Pour l’heure, la CPS doit composer avec une difficulté majeure : il n’existe pas d’accord formel d’extradition entre la République centrafricaine et la Guinée-Bissau. Gervais Opportun Bodagay, porte-parole de la Cour, explique : « Il n’y a pas d’accord d’extradition entre notre pays et celui où se trouve François Bozizé. Mais nous avons entamé les démarches. Si les autorités du pays d’accueil refusent l’extradition, la CPS se réserve le droit de recourir à d’autres moyens pour remplir son mandat. »
Cette position traduit la détermination de la Cour à ne pas laisser l’impunité s’installer. Depuis sa création, la CPS a pour mission de juger les auteurs présumés de crimes graves sur le territoire centrafricain, offrant ainsi une réponse judiciaire aux victimes et à la société dans son ensemble. Le dossier Bossembélé est l’un des plus médiatisés et symboliques dans ce combat pour la justice et la réconciliation nationale.
Parallèlement à la procédure devant la CPS, François Bozizé fait également l’objet de poursuites devant la Cour pénale internationale (CPI) pour de possibles crimes contre l’humanité, ainsi que devant certaines juridictions nationales. Cette situation pourrait sembler compliquer le paysage judiciaire, mais la Cour assure qu’il n’y aura pas de conflit de compétences. « Il existe des passerelles de collaboration entre le procureur de la CPI et celui de la CPS », précise Gervais Opportun Bodagay. « Ce qui importe, c’est que les auteurs de crimes graves soient poursuivis et jugés dans le cadre d’un procès équitable, que ce soit devant la CPS, la CPI ou les juridictions nationales. »
Le calendrier du procès reste encore à confirmer. Selon une source proche de la CPS, les audiences pourraient débuter en avril 2026, avec ou sans la présence de François Bozizé à la barre. Dans tous les cas, la Cour se dit prête à poursuivre la procédure, démontrant ainsi son engagement à appliquer la justice indépendamment des obstacles politiques ou diplomatiques.
Ce dossier représente bien plus qu’une affaire judiciaire : il est un symbole de la volonté de la République centrafricaine de faire respecter la loi et de lutter contre l’impunité.

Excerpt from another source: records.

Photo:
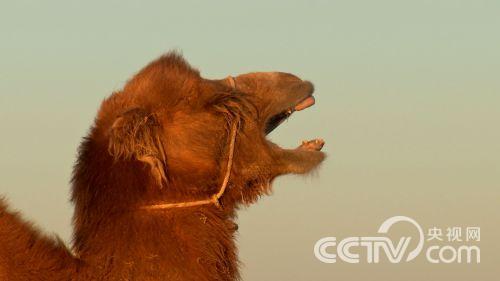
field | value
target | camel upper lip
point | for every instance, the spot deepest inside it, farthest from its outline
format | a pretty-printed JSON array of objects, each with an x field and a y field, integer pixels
[{"x": 274, "y": 121}]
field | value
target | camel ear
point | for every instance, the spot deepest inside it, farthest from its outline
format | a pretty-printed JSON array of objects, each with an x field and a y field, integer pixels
[{"x": 136, "y": 134}]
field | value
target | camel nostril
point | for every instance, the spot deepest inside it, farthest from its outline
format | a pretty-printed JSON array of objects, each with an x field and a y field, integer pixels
[{"x": 309, "y": 87}]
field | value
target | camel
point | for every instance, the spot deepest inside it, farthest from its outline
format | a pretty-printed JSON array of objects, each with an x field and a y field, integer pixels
[{"x": 161, "y": 174}]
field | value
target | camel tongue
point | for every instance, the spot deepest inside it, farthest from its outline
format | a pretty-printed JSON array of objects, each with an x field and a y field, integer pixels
[{"x": 309, "y": 101}]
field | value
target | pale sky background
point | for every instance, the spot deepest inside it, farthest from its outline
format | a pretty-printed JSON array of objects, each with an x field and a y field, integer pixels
[{"x": 408, "y": 101}]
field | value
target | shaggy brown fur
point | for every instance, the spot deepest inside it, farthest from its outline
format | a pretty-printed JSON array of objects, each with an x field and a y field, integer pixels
[{"x": 162, "y": 139}]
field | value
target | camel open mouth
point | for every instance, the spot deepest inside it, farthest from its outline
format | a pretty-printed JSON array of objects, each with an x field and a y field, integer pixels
[{"x": 275, "y": 120}]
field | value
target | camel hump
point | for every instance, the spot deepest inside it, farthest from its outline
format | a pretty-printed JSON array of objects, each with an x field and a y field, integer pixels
[{"x": 27, "y": 254}]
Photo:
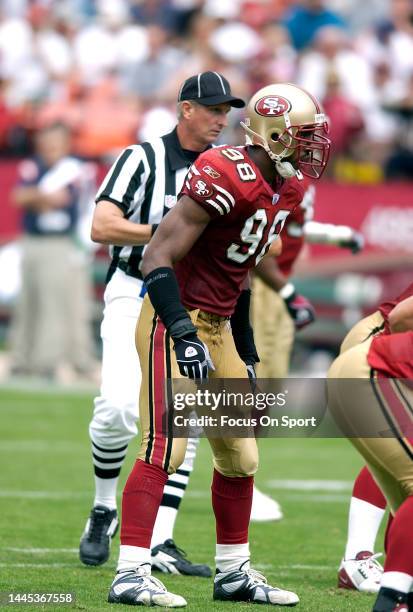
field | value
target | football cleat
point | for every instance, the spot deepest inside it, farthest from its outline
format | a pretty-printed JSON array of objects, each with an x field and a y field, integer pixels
[
  {"x": 100, "y": 528},
  {"x": 138, "y": 588},
  {"x": 170, "y": 559},
  {"x": 246, "y": 584},
  {"x": 389, "y": 600},
  {"x": 362, "y": 573},
  {"x": 264, "y": 508}
]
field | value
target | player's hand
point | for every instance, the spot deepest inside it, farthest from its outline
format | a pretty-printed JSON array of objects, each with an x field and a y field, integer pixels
[
  {"x": 193, "y": 358},
  {"x": 301, "y": 310},
  {"x": 355, "y": 243}
]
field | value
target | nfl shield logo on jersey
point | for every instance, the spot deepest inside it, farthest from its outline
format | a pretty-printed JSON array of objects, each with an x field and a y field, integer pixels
[{"x": 170, "y": 200}]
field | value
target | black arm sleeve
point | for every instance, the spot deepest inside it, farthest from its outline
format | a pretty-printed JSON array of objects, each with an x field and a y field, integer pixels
[
  {"x": 242, "y": 331},
  {"x": 163, "y": 291}
]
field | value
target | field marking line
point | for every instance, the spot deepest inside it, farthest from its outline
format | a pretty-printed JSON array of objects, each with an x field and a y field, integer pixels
[
  {"x": 311, "y": 485},
  {"x": 40, "y": 551}
]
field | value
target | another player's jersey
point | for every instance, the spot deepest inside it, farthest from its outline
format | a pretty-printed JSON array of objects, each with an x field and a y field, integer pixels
[
  {"x": 392, "y": 354},
  {"x": 247, "y": 215},
  {"x": 386, "y": 307}
]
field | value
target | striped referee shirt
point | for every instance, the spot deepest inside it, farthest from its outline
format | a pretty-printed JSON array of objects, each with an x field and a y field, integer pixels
[{"x": 144, "y": 183}]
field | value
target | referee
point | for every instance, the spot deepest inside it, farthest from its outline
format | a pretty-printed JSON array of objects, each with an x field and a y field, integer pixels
[{"x": 138, "y": 191}]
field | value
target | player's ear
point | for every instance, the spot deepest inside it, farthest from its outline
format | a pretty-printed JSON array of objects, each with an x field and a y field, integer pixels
[{"x": 187, "y": 109}]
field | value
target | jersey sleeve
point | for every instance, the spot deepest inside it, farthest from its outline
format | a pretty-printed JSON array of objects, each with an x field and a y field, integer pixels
[
  {"x": 127, "y": 175},
  {"x": 210, "y": 188}
]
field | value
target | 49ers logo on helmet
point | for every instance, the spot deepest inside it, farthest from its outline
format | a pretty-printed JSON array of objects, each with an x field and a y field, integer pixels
[{"x": 272, "y": 106}]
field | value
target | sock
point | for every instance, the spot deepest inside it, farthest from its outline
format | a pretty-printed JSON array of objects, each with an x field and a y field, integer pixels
[
  {"x": 231, "y": 502},
  {"x": 398, "y": 568},
  {"x": 130, "y": 557},
  {"x": 229, "y": 557},
  {"x": 172, "y": 496},
  {"x": 386, "y": 535},
  {"x": 140, "y": 503},
  {"x": 105, "y": 492},
  {"x": 367, "y": 508},
  {"x": 398, "y": 581},
  {"x": 107, "y": 463}
]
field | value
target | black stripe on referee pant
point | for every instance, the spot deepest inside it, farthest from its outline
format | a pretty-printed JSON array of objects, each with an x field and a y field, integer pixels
[
  {"x": 373, "y": 382},
  {"x": 110, "y": 450},
  {"x": 111, "y": 460},
  {"x": 150, "y": 393},
  {"x": 402, "y": 393},
  {"x": 136, "y": 254},
  {"x": 169, "y": 401},
  {"x": 106, "y": 474}
]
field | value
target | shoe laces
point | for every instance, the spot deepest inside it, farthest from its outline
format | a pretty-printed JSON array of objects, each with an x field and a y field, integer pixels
[
  {"x": 255, "y": 577},
  {"x": 149, "y": 581},
  {"x": 97, "y": 525},
  {"x": 370, "y": 567},
  {"x": 171, "y": 544}
]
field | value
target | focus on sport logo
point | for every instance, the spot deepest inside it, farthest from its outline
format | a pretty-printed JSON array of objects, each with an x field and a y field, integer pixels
[{"x": 272, "y": 106}]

La tenue de ce procès, quel que soit le contexte, sera un test important pour la crédibilité de la CPS et pour la confiance que les Centrafricains peuvent placer dans leurs institutions. L’issue de cette procédure pourrait aussi renforcer la coopération entre les juridictions nationales et internationales dans la lutte contre les crimes graves et établir un précédent pour les affaires futures.
Dans un pays où l’histoire récente a été marquée par les violences et les violations des droits humains, la tenue du procès Bossembélé constitue une étape majeure vers la justice et la réconciliation. La communauté nationale et internationale suit de près l’évolution de ce dossier, qui pourrait sceller le rôle central de la CPS dans la lutte contre l’impunité et la protection des droits des victimes en République centrafricaine.